I had no idea Don McLean sang anything other than American Pie. I was so proud of myself when I learned all the words to that song. I still don't know what some of them mean, but I do know what they are! But the song about Vincent is a typical McLean – soft-spoken, poignant and long.
I love the video Jamie inserted. Rolling through Vincent's work with that song is what we call today a "multi-sensory" experience. You can see the clear evolution of his work. I wonder if I see the sadness in his work because I know his history.
He was such a sad person. Is it possible that his sadness drove his tremendous talent? Or was he sad because he couldn't capture what he wanted to say with his paint? Although we look at his work and say "genius", is it possible that he would reject our adulation of him? Or worse, would someone see the pain and insist that he go on some anti-depressant? Would that destroy his genius? Would he be just another paint-by-numbers artist?
I particularly love the way Vincent used the color yellow. He used a lot of it, and in many different types of paintings – portraits, landscapes, fanciful night scenes. But always, I get a sense he was using yellow to push back the darkness that hovered nearby. When I was a little girl and it was time to color at school, I would often take a yellow crayon and cover the page. I loved the brightness that it became and how it made me feel bright and cheerful too.
Vincent's portraits and paintings of individuals are filled with such dignity. Even the baby has a solemn look in its eyes. Is it possible that these people who were sitting for portraits had some glimpse of the sadness in him?
Finally, the painting of the people going to church makes me sad. So much of religion in his time was formalized, ritualized and rigid. There was no room for people who would not or could not conform. In his own town, was there no one who would extend the love to him that he so desperately needed? On the other hand, I have been touched by the suicide of a loved one, and I have learned that when a person is in that kind of depression, it is very, very difficult to reach them. The very chemicals in their brain that drive the depression also drive them to reject help or even perceive the need for help.
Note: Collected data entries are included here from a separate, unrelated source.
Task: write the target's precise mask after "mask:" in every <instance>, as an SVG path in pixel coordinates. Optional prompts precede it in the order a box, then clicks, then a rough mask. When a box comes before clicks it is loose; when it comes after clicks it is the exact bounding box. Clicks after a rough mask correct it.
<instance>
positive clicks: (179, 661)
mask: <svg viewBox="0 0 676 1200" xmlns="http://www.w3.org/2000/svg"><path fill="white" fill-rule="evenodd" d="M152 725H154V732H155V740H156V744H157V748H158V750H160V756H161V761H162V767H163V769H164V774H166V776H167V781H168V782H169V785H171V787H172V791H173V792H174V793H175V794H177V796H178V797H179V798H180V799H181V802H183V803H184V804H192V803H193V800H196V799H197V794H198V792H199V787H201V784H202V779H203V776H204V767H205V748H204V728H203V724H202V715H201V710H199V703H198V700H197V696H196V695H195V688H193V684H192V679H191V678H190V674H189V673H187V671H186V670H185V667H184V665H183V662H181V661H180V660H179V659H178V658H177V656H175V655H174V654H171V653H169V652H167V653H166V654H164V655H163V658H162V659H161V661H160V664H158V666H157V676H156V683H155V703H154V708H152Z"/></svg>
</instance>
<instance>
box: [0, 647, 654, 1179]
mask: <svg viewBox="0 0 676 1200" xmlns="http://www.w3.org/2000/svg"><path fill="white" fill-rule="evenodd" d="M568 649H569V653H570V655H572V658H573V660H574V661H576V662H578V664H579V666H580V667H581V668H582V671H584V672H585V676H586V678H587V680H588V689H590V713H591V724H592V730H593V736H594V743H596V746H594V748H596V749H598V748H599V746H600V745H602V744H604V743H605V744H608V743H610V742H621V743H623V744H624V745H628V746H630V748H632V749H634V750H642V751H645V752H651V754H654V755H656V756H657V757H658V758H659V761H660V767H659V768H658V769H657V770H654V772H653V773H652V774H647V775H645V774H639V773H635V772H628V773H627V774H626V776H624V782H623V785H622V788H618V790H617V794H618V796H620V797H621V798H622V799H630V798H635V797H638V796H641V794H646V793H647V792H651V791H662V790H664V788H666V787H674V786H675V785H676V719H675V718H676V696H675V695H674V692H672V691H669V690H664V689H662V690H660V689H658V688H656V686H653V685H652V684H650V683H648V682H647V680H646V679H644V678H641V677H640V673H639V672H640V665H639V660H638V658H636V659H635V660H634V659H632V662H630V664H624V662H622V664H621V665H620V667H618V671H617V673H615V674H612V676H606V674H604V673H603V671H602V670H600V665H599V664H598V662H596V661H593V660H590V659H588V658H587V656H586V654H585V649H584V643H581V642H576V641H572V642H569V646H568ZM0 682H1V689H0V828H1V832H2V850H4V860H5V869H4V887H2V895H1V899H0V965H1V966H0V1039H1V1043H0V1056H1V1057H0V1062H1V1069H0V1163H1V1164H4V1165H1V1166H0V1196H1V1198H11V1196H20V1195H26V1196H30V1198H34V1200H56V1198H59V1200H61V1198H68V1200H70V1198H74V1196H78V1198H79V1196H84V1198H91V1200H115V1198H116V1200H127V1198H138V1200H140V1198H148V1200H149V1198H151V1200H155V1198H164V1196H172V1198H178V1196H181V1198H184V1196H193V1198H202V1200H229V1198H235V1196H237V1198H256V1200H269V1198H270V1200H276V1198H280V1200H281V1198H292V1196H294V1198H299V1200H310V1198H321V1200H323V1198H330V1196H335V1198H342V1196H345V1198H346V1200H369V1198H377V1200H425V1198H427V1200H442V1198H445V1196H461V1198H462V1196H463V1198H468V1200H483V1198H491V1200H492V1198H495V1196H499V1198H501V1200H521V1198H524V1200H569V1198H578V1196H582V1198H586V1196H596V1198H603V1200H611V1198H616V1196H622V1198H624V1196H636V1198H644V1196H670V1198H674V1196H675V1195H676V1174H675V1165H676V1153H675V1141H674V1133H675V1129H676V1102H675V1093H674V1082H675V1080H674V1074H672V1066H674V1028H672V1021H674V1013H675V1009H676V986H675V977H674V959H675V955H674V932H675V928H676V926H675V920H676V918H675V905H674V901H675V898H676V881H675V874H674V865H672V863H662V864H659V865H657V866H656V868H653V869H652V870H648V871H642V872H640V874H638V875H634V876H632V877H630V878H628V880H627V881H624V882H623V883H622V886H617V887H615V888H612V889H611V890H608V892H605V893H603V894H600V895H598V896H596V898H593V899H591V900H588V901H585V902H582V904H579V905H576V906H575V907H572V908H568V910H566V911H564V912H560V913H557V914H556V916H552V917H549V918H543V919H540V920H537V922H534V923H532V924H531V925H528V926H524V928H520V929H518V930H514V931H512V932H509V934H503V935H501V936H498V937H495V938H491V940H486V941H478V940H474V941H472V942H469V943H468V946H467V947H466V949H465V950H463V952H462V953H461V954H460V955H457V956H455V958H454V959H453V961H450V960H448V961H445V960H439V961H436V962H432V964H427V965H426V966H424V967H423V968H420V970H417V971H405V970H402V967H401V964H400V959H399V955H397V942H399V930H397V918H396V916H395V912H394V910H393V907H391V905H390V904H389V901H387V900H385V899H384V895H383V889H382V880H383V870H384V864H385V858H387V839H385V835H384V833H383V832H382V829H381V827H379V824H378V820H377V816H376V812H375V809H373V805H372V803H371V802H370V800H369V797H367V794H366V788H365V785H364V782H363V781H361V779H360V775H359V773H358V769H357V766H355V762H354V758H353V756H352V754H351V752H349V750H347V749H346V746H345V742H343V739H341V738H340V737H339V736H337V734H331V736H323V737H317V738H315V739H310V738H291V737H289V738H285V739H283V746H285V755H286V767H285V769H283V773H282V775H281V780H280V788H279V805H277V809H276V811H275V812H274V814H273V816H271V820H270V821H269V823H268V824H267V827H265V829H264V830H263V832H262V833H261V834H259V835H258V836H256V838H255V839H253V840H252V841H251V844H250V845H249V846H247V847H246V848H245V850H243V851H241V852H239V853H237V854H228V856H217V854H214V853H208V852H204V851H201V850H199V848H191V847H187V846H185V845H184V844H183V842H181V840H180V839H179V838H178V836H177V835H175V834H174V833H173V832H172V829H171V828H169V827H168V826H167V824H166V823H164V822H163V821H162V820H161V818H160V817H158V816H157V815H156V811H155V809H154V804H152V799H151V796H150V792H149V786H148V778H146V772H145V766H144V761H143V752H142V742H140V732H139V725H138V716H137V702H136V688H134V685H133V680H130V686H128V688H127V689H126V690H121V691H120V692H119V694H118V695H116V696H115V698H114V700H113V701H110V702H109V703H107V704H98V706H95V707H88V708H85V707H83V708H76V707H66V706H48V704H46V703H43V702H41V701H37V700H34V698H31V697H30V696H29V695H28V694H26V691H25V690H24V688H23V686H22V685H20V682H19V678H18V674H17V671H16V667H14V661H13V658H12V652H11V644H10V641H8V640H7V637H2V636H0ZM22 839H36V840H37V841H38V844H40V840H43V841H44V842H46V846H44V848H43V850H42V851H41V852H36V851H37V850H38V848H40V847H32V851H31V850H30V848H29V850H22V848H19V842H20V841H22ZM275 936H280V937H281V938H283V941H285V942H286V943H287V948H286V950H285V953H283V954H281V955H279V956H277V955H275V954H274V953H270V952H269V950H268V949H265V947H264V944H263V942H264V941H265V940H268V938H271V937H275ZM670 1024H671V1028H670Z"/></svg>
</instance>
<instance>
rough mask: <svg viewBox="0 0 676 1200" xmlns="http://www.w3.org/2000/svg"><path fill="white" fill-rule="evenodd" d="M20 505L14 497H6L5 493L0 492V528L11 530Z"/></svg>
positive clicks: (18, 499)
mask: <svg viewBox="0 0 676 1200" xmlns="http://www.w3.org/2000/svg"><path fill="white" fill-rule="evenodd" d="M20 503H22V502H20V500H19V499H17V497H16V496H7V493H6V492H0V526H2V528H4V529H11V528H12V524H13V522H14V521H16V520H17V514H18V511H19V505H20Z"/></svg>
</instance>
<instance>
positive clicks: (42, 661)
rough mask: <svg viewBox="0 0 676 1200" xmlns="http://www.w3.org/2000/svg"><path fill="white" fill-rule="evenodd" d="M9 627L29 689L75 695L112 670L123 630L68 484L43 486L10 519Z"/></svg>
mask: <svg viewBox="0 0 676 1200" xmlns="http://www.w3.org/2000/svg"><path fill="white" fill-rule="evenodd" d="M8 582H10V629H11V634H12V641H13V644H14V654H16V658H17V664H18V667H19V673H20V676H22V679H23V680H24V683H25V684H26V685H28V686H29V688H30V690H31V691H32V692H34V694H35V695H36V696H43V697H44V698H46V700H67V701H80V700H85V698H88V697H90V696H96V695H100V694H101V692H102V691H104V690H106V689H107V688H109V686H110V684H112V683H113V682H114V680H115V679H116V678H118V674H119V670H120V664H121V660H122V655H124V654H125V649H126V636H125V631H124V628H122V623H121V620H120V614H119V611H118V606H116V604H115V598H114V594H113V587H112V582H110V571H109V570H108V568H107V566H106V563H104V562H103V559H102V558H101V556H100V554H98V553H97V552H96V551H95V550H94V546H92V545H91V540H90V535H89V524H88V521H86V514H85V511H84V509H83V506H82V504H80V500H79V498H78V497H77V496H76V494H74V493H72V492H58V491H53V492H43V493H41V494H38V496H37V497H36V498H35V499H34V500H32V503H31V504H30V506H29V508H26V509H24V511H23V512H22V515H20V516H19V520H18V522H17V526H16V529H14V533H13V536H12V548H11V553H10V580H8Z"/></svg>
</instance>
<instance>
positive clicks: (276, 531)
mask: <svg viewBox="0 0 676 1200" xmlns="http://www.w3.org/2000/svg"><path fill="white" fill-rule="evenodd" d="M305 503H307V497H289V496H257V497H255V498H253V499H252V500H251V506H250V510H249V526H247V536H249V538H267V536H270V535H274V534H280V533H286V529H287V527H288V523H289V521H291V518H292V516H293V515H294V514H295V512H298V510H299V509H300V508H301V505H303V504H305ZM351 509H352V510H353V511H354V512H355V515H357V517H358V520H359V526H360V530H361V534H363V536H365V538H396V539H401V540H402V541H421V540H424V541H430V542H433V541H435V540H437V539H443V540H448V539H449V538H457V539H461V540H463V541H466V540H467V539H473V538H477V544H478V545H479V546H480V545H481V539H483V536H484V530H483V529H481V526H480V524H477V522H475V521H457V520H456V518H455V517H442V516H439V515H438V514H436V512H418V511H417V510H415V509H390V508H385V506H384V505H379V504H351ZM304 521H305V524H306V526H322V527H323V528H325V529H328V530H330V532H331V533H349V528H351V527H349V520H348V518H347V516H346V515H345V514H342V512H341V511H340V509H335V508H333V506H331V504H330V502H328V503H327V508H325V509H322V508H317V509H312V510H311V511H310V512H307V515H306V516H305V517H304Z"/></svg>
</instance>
A young man I knew and dated for one golden summer took his own life at age 22. He was a carpenter, but his soul was one of an artist and he had drawn and painted all his life. He had a severe learning disability due to too much oxygen in an incubator when he was a preemie. The manifestation of that in him was that he was functionally illiterate – he could not read and write beyond a very basic level. His parents had insisted that he needed to become a tradesman so he'd be able to support himself. He did, and put his artwork aside. When I met him that golden summer and saw his drawings I insisted that we needed to go to Ft. Worth to the Kimball Art Museum. We did and I watched his face come alive. We spent the rest of the summer boating and playing and he drew and painted.
I left for law school in the fall and about a month later got one of the worst phone calls of my life. I've often wondered whether taking him to the Art Museum was a kind or unkind thing. I, of course, felt terrible guilt. But a good friend called me when she heard and told me that the semester she had missed when we were in college was because she had tried to end her life, and had been hospitalized as a result. She said, "unless you struggle with clinical depression, you will never understand how deep the hole is, and how hard it is to get out. There is nothing you could have done to make that climb for him."
I haven't read Dear Theo, but now I'm inspired to do so. Thank you Jamie for helping me to think outside myself.